People follow up constantly.
Leadership doesn’t fully trust what they’re seeing.
That was exactly the case here.
The Problem: A System That Looked Fine… But Wasn’t
On the surface, this team had a functioning Asana setup.
Projects existed. Tasks were getting created. Work was moving.
But underneath that, there were real operational issues:
Tasks were getting lost or completed late
Duplicate and unnecessary projects created confusion
Ownership wasn’t clear across teams
Leadership had no reliable visibility into what was actually happening
So while the system “worked,” it was creating more friction than it solved.
What Was Actually Breaking
This wasn’t a tool problem—it was a structure problem.
The setup had evolved over time without a clear strategy behind it. Teams built their own ways of working, which led to:
Inconsistent workflows
Multiple places tracking the same work
Lack of standardization across projects
No clear source of truth
The result?
👉 More manual follow-up
👉 Slower execution
👉 Lower trust in the system
The Approach: Rebuild Around How the Business Operates
Instead of patching what was there, I rebuilt the system with one goal:
Make Asana reflect how the business actually works—not how it accidentally evolved.
Here’s what that looked like:
1. Rebuilt the Project Structure
Projects were restructured to align with real workflows and team responsibilities—not just departments or one-off needs.
2. Standardized Workflows Across Teams
Every team now operates with consistent stages, expectations, and movement of work.
No more guessing.
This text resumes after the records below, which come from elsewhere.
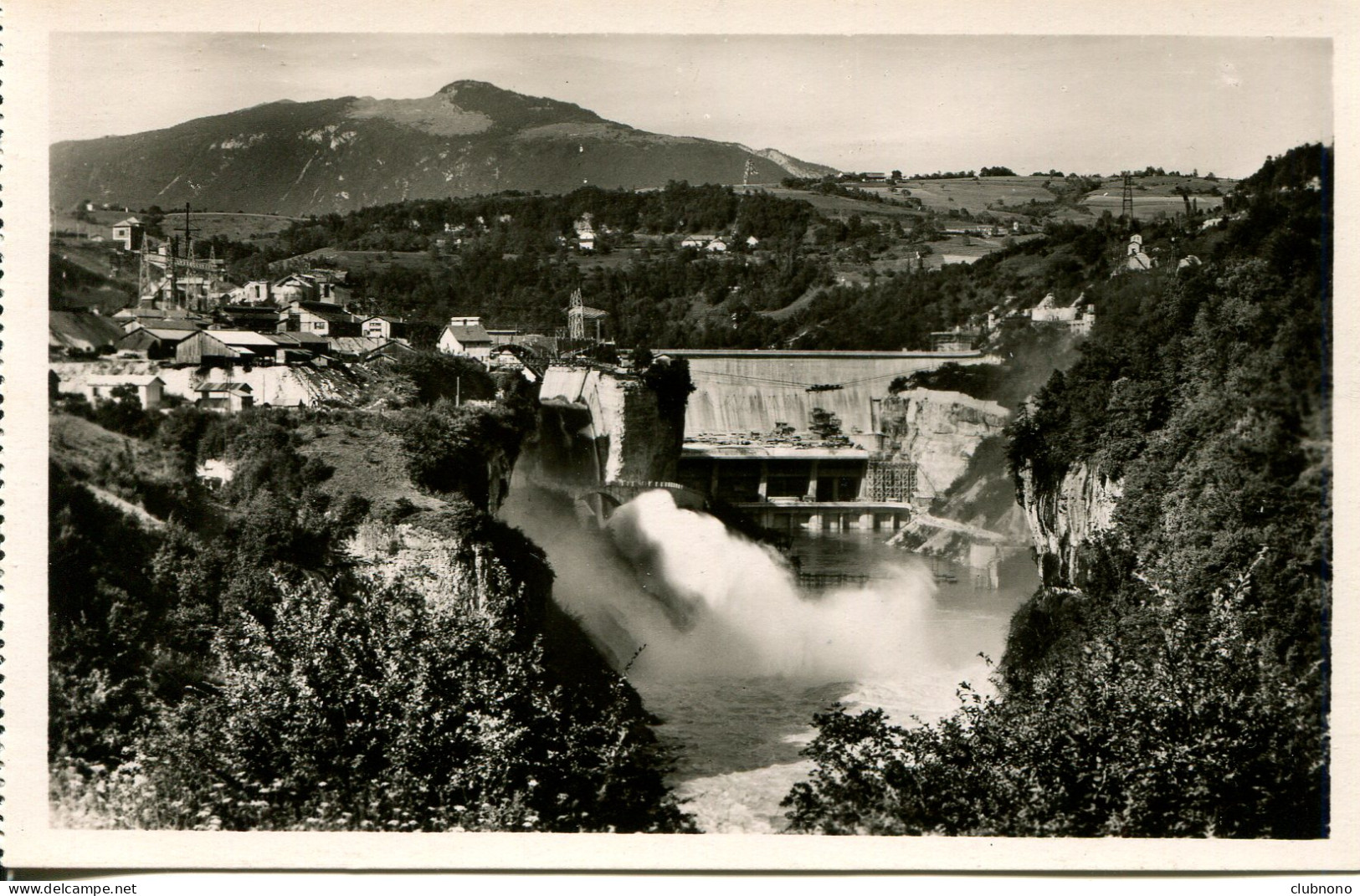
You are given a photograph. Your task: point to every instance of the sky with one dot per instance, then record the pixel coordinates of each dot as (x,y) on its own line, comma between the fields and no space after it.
(917,104)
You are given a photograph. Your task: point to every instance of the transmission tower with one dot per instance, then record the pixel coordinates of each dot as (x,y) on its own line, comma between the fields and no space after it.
(577,317)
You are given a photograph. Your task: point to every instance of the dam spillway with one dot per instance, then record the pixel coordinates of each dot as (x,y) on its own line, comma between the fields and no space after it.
(742,392)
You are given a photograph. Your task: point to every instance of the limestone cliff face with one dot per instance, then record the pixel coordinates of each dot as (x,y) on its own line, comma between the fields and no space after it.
(937,431)
(607,428)
(453,571)
(1066,515)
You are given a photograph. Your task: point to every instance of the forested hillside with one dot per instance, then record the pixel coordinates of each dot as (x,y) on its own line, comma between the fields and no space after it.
(809,280)
(1170,678)
(244,657)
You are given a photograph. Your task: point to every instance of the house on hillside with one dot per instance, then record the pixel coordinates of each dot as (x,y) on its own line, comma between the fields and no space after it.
(254,293)
(357,347)
(465,336)
(148,387)
(518,358)
(1079,315)
(151,343)
(167,317)
(217,347)
(130,233)
(319,319)
(1136,259)
(261,319)
(955,340)
(316,286)
(224,397)
(382,326)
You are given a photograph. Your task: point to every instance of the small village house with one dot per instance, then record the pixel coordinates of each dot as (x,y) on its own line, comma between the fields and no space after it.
(382,326)
(224,397)
(152,343)
(465,336)
(130,233)
(208,347)
(319,319)
(148,387)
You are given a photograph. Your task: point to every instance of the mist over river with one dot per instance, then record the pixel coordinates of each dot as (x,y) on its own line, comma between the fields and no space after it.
(735,657)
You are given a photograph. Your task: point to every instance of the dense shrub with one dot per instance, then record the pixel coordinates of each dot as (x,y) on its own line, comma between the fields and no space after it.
(366,709)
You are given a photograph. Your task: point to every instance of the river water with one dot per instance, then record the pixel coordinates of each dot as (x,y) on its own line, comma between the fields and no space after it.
(735,657)
(737,739)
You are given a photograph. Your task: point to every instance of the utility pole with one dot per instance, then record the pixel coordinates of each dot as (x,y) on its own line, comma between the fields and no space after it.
(1126,204)
(576,317)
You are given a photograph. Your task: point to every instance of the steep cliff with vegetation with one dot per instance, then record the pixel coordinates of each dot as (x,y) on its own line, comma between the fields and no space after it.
(280,654)
(1171,676)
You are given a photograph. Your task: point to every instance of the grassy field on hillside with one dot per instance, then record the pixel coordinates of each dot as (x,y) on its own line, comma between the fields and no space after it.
(951,195)
(842,207)
(1147,206)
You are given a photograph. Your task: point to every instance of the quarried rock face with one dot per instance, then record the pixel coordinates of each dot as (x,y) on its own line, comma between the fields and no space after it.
(619,417)
(450,570)
(937,431)
(1065,517)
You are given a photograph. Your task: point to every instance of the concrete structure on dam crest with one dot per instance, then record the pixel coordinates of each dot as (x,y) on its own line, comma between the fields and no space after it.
(748,437)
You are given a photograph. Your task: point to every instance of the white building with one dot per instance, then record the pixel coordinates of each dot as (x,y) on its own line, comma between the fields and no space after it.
(465,336)
(150,387)
(1137,259)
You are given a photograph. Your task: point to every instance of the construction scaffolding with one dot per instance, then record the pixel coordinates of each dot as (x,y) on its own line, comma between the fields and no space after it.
(888,482)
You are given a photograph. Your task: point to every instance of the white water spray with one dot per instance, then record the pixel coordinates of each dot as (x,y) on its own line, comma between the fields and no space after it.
(747,613)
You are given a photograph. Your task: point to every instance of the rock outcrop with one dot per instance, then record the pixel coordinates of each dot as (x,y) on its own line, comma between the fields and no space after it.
(613,420)
(937,431)
(1065,515)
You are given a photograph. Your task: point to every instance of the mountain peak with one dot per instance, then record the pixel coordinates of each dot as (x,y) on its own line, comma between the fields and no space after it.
(324,156)
(453,87)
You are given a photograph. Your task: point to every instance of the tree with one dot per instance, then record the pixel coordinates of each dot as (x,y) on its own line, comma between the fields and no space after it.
(366,707)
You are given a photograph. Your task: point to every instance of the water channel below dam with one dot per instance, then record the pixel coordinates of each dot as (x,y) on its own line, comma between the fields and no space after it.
(736,656)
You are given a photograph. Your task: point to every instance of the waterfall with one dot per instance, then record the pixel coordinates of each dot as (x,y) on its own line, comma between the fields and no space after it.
(701,602)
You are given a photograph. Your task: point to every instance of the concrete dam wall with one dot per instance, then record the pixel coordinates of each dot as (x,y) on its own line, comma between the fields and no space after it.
(598,426)
(743,392)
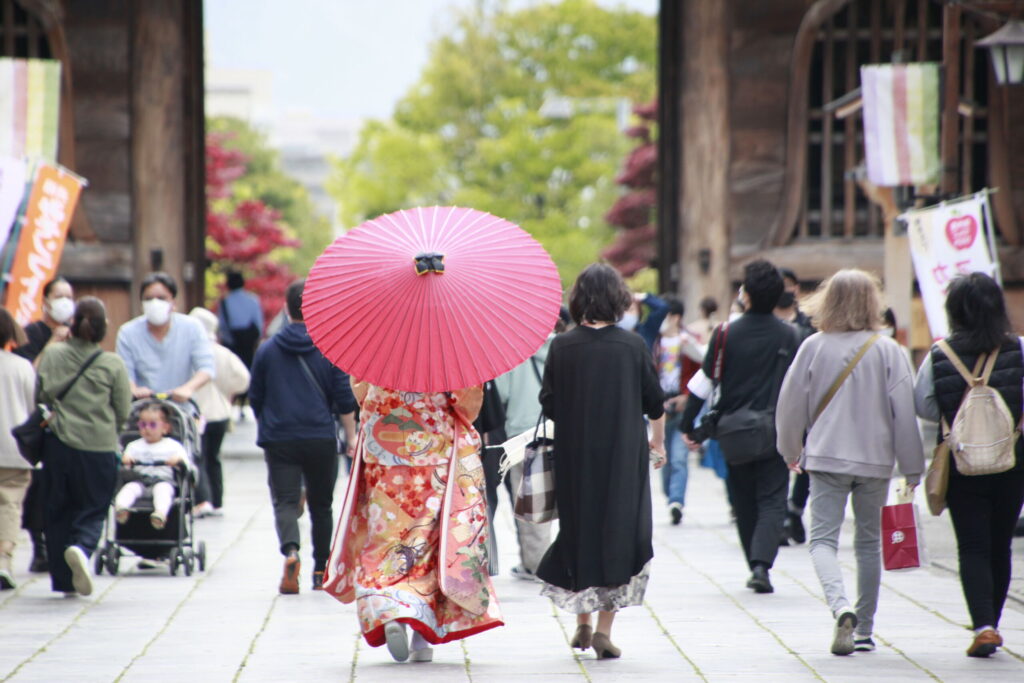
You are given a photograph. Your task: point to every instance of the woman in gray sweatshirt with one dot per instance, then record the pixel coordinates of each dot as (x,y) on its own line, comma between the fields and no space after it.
(852,440)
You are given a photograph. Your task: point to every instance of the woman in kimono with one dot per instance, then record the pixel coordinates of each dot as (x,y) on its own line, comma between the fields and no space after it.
(410,547)
(599,381)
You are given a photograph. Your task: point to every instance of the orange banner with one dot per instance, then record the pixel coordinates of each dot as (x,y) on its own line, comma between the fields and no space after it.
(44,231)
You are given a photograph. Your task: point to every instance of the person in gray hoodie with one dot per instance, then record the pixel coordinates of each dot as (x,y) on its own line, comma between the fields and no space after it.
(852,440)
(519,389)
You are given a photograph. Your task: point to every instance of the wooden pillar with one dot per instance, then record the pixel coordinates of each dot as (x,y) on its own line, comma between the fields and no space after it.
(195,132)
(704,244)
(950,101)
(158,145)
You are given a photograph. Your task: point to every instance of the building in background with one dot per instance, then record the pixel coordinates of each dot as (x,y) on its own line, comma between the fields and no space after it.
(132,124)
(761,140)
(305,142)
No more reinventing the wheel.
3. Removed Complexity & Duplicate Tracking
We eliminated unnecessary projects, duplicate tasks, and overlapping systems.
Everything now has a clear home.
4. Implemented Clear Ownership & Status Tracking
Every task has:
a clear owner
a clear status
a clear next step
Which means no more “who’s responsible for this?” moments.
The Outcome: A System That Actually Works
This wasn’t about making Asana look cleaner.
It was about making the business run better.
Here’s what changed:
Missed work and delays were significantly reduced
Manual follow-up dropped across teams
Accountability increased because ownership was clear
Leadership finally had visibility they could trust
Final Thought
If your team is constantly:
following up
double-checking work
questioning what’s actually done
…it’s not a people problem.
It’s a system problem.
And fixing it doesn’t require more discipline—it requires the right structure.